Me encantan las flores. Siempre que puedo trato de tener flores frescas en mi casa. Lo único que me genera una sensación muy rara, son las flores asociadas a la muerte. Puede deberse a que soy judía, y en las ceremonias fúnebres judías no hay flores. Mientras para los católicos y personas de otras religiones, las flores aparecen como un elemento para despedir con color a la persona que parte, para nosotros es como algo más que está muriendo, que se descompone junto al cuerpo de nuestro ser querido. Los funerales judíos son austeros y llenos de simbolismos y eso me gusta.
Esta mañana acompañé a una amiga a comprar flores para mandar a la casa de una mujer muy joven que murió de cáncer dejando dos hijos y un marido. Cuándo estábamos por pagar mi amiga me dije “al igual que tú ella era judía”. Me quedé helada. Le expliqué que nosotros no llevamos flores a los funerales, que sobre las tumbas ponemos piedras. Ella decidió que mandaría flores igual para mostrar sus condolencias.

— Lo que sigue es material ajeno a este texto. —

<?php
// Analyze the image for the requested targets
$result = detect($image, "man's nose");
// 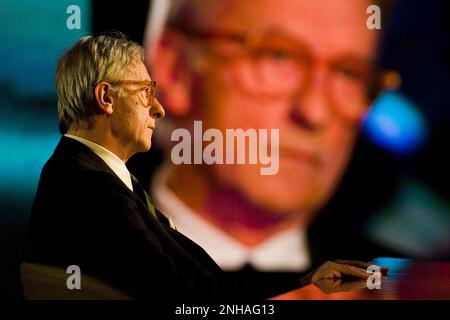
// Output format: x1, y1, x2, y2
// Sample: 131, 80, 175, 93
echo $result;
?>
150, 98, 166, 119
290, 68, 331, 130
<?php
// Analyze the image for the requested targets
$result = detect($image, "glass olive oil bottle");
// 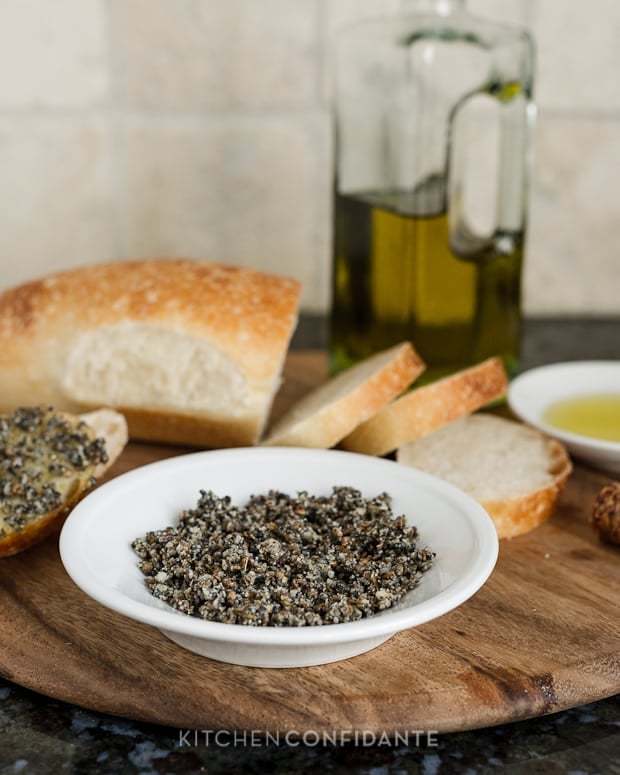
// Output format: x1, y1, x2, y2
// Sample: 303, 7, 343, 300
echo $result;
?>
329, 0, 535, 382
330, 191, 523, 382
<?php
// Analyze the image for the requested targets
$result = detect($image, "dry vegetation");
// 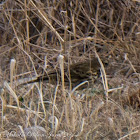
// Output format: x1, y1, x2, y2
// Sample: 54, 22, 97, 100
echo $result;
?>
0, 0, 140, 140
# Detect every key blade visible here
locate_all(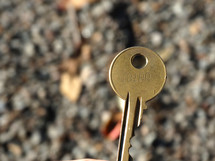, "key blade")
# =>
[117,93,141,161]
[137,97,147,127]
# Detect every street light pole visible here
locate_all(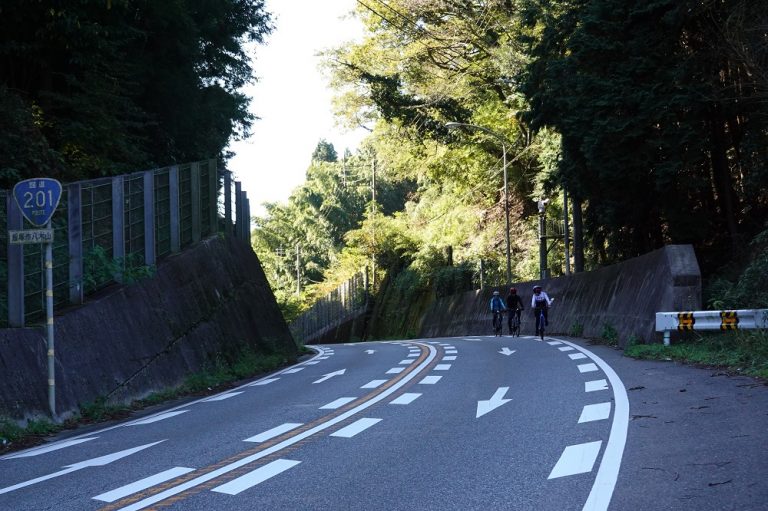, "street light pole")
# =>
[445,122,512,284]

Cuando yo muera no quiero flores. Y no se trata solo de atenerme a la tradición judía. De hecho -aunque creo en D’s- no soy una persona profundamente religiosa e incluso quisiera ser cremada (lo que está prohibido por mi religión). Pero preferiría que en lugar de preocuparse de comprar flores, usen ese dinero en hacer un donativo a alguien a quién le falte comida, o para una fundación que plante árboles o realice investigación para curar el cáncer o el VIH. En lugar de ir a comprar flores les pediría que vayan a abrazar a mis familiares, que les lleven comida para que no tengan que cocinar mientras tienen pena, que cuenten historias de mis hazañas y locuras palomiles, que se rían, que canten, que cuenten, que coman, que piensen en emprender alguna acción loca y feliz en mi nombre.
Regálenme flores mientras estoy viva. Cuando ya no esté, regalen y regálense en mi nombre mucha felicidad.